En las antípodas se sitúa «Dos buenos tipos», el policiaco en clave de farsa, protagonizado por Ryan Gosling y Russell Crowe, felices como niños en un patio de colegio, que se presentó fuera de concurso. Cuando en un festival que satura su sección oficial con varias películas que duran casi tres horas llega una película como la de Shane Black, la prensa le hinca el diente con el entusiasmo de un creyente al que se le aparece la Virgen.
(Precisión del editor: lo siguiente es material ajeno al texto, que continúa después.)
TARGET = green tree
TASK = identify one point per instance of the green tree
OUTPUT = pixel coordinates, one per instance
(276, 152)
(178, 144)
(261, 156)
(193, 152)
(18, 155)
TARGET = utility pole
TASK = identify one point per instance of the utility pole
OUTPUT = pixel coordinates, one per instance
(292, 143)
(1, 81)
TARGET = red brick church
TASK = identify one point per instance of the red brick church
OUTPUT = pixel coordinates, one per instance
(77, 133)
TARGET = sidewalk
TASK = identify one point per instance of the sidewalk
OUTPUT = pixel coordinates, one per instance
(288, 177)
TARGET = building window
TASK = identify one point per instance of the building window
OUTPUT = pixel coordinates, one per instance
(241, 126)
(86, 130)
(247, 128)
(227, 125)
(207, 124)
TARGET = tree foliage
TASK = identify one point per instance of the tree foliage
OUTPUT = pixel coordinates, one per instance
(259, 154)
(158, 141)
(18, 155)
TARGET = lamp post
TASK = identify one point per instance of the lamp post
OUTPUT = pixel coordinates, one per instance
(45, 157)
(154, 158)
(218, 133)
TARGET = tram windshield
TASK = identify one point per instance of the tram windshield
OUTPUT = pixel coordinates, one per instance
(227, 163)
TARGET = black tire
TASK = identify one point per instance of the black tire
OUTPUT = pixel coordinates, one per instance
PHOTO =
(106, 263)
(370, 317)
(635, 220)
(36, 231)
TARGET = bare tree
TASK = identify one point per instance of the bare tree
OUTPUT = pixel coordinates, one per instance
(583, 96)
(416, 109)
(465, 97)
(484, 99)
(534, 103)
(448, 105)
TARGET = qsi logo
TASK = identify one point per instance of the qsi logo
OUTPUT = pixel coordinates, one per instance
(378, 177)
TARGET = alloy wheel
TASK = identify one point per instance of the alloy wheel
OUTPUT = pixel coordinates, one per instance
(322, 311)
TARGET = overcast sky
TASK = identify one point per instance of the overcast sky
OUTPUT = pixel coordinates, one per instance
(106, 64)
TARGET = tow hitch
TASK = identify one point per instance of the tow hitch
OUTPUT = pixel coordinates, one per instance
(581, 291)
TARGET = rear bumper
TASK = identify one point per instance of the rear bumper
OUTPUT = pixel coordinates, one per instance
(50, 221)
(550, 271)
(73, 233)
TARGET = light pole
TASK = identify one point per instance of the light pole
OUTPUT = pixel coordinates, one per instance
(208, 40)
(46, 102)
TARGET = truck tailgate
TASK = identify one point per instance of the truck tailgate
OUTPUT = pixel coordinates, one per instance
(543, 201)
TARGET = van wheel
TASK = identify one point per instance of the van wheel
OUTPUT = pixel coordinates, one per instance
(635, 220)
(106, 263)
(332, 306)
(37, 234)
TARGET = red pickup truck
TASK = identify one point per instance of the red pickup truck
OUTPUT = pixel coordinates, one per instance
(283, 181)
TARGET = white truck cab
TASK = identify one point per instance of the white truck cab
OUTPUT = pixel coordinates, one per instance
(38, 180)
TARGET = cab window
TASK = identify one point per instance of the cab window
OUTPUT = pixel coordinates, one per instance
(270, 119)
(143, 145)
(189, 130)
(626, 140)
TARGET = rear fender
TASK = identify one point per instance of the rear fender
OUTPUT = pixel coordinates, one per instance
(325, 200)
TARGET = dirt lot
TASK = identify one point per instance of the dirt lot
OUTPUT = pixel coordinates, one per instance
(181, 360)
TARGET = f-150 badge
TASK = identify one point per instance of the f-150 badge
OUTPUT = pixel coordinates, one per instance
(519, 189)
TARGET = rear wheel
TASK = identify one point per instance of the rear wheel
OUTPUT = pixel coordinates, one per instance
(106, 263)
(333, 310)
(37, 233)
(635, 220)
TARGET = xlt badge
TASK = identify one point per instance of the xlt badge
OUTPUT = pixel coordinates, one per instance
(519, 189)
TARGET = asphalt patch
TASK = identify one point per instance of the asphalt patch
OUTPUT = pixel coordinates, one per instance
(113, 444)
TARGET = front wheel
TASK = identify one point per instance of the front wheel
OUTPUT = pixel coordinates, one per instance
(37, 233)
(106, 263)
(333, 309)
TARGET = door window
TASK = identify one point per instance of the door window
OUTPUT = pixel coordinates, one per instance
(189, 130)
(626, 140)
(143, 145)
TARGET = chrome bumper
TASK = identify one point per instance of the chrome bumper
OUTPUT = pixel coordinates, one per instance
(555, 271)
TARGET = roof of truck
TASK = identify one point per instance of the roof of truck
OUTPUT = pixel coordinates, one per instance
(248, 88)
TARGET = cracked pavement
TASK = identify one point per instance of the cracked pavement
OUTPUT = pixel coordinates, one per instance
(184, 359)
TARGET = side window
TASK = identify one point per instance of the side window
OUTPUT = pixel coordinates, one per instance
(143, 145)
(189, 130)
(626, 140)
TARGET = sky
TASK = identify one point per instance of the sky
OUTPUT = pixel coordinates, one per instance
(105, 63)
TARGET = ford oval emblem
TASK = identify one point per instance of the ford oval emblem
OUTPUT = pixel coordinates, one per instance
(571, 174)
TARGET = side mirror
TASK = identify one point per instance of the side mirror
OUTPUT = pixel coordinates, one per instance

No es que esta versión palomitera de «Puro vicio» no tenga sus virtudes, la primera de las cuales es reivindicar su frivolidad y la segunda darle cancha a Gosling para que explote sus dones para el «slapstick». No hay mucho más donde rascar, aunque Black se divierta de lo lindo trabajando con los clichés del cine negro crepuscular de los setenta.

Black hizo una perfecta declaración de intenciones en la rueda de prensa: «Para mí la mejor comedia no es la más pretenciosa, sino la que funciona como si fuera un malabarista que hace sus trucos en una esquina, consciente de que le tirarán tomates si no se lo trabaja».

La trama, protagonizada por dos detectives especialmente incompetentes, suerte del Gordo y el Flaco pasados por el tamiz estético de «Starsky y Hutch», mezcla una película porno con mensaje, corrupción en las altas esferas, asesinos a sueldo, fiestas de aroma funky y una visión pop de la ciudad de Los Angeles sin preocuparse demasiado porque entendamos el argumento, un poco en la línea del Raymond Chandler de «El sueño eterno» (o de su reverso tenebroso y, esta vez sí, posmoderno hasta la medula, el Thomas Pynchon de «Puro vicio»).

Black muestra un cierto don para el gag visual a lo Blake Edwards, usando las entradas en encuadre y lo que ocurre al fondo del plano con efectos notablemente cómicos. Sin embargo, y a pesar del descubrimiento de Gosling como nuevo Peter Sellers, la película nunca avanza con la fluidez que se le supone. En otro contexto que no fuera Cannes, y en un día menos aciago que el de ayer domingo, hubiera pasado mucho más desapercibida.